以上実施形態に基づいて本発明を説明したが、本発明は上述した実施形態に限定されるものではなく、本発明の要旨の範囲内で種々の変形や応用が可能なことは勿論である。また、前述の各動作フローチャートの説明において、便宜上「まず」、「次に」等を用いて動作を説明しているが、この順で動作を実施することが必須であることを意味するものではない。
また、前述した実施形態による各処理は、コンピュータとしてのCPU等に実行させることができるプログラムとして記憶させておくこともできる。この他、メモリカード、磁気ディスク、光ディスク、半導体メモリ等の外部記憶装置の記憶媒体に格納して配布することができる。
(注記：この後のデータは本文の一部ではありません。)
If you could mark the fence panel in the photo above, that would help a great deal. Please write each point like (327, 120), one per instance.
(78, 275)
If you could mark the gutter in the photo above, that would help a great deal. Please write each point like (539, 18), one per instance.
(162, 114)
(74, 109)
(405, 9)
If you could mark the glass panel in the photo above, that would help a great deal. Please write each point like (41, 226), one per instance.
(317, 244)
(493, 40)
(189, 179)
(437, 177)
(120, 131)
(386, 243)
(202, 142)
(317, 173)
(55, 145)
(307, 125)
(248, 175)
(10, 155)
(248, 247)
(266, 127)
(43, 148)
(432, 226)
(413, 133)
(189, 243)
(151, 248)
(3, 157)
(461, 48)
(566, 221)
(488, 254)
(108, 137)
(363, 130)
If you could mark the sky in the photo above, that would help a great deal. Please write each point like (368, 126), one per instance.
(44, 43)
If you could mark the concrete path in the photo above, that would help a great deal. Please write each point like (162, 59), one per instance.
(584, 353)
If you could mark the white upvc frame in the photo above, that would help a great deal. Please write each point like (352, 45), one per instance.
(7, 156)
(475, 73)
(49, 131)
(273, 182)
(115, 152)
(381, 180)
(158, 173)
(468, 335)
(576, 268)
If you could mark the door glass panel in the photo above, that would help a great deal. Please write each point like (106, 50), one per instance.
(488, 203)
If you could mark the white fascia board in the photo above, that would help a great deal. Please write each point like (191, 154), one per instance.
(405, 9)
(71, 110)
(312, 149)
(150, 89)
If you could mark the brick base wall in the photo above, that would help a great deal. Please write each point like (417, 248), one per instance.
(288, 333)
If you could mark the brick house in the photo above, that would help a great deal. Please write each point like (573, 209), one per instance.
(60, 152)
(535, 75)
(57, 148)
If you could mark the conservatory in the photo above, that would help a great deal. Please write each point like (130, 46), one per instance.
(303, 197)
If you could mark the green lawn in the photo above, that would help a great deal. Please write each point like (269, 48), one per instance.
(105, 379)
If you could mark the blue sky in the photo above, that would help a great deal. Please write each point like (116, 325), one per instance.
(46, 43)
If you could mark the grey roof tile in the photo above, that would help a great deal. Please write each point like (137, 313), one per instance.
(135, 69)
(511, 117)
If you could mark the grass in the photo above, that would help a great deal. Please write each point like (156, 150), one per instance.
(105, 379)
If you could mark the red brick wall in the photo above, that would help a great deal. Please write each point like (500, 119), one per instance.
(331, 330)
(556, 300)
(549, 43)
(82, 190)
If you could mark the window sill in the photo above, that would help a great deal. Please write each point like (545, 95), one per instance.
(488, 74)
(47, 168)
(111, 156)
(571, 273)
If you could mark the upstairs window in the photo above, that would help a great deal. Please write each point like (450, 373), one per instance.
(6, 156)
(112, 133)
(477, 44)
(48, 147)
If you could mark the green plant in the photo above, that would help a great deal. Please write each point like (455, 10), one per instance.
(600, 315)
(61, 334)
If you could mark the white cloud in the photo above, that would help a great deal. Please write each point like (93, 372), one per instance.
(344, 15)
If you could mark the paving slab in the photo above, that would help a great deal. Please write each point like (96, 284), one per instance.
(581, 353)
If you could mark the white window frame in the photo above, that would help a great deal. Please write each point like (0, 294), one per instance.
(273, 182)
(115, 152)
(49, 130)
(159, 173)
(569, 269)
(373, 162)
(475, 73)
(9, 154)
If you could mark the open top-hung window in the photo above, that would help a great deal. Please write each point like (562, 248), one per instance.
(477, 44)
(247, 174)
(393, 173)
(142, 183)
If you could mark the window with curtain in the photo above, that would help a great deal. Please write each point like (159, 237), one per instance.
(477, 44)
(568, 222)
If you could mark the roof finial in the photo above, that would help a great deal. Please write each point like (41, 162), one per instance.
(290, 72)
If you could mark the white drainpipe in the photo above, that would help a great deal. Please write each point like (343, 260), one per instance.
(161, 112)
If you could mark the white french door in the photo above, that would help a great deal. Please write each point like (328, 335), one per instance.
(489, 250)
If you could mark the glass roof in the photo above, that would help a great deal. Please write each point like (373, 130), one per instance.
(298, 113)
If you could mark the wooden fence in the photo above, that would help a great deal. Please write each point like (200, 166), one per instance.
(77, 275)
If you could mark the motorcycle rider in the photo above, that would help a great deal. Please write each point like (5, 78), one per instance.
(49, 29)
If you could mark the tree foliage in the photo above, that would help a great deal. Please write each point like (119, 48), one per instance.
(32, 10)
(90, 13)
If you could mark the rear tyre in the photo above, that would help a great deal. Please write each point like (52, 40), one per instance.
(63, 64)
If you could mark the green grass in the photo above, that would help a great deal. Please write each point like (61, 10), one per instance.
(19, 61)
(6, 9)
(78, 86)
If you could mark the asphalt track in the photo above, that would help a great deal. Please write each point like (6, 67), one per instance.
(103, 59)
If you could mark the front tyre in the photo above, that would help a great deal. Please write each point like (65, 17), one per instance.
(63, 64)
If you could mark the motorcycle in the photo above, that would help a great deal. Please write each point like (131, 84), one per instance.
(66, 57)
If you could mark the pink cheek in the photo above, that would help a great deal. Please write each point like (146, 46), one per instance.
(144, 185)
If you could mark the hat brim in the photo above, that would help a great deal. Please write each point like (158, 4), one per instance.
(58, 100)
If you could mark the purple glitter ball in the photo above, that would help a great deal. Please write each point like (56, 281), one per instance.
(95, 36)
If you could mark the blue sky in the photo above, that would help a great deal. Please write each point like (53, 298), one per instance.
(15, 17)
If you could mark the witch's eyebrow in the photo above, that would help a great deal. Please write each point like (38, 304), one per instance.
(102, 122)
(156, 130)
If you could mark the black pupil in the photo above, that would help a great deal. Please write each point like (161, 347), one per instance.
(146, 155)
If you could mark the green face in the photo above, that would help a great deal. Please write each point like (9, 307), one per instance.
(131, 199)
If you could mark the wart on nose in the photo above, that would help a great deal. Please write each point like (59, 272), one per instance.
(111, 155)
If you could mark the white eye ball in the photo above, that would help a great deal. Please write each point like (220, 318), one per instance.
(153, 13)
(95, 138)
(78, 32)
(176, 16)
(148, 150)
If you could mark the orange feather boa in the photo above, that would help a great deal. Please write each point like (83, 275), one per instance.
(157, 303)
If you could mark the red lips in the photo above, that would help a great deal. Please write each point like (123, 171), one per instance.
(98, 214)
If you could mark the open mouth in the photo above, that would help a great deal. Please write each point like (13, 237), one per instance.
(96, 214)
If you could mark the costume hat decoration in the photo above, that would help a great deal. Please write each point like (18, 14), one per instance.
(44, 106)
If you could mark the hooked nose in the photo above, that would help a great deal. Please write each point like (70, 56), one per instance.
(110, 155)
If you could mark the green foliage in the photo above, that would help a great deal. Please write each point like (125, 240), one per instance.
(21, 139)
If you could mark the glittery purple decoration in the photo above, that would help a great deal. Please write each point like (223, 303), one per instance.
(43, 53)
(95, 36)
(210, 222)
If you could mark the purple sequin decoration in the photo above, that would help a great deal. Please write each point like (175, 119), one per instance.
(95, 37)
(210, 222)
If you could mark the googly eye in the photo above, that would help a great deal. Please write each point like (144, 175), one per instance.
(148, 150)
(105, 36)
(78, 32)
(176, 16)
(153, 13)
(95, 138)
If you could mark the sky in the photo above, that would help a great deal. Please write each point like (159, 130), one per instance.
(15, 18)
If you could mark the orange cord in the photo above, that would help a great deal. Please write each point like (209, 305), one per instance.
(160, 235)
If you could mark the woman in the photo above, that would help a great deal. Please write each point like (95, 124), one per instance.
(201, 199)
そして、CPU等は、この外部記憶装置の記憶媒体に記憶されたプログラムを読み込み、この読み込んだプログラムによって動作が制御されることにより、上述した処理を実行することができる。
さらに、前記した実施形態には種々の段階の発明が含まれており、開示される複数の構成要件の適当な組合せにより種々の発明が抽出され得る。例えば、実施形態に示される全構成要件からいくつかの構成要件が削除されても、上述したような課題を解決でき、上述したような効果が得られる場合には、この構成要件が削除された構成も発明として抽出され得る。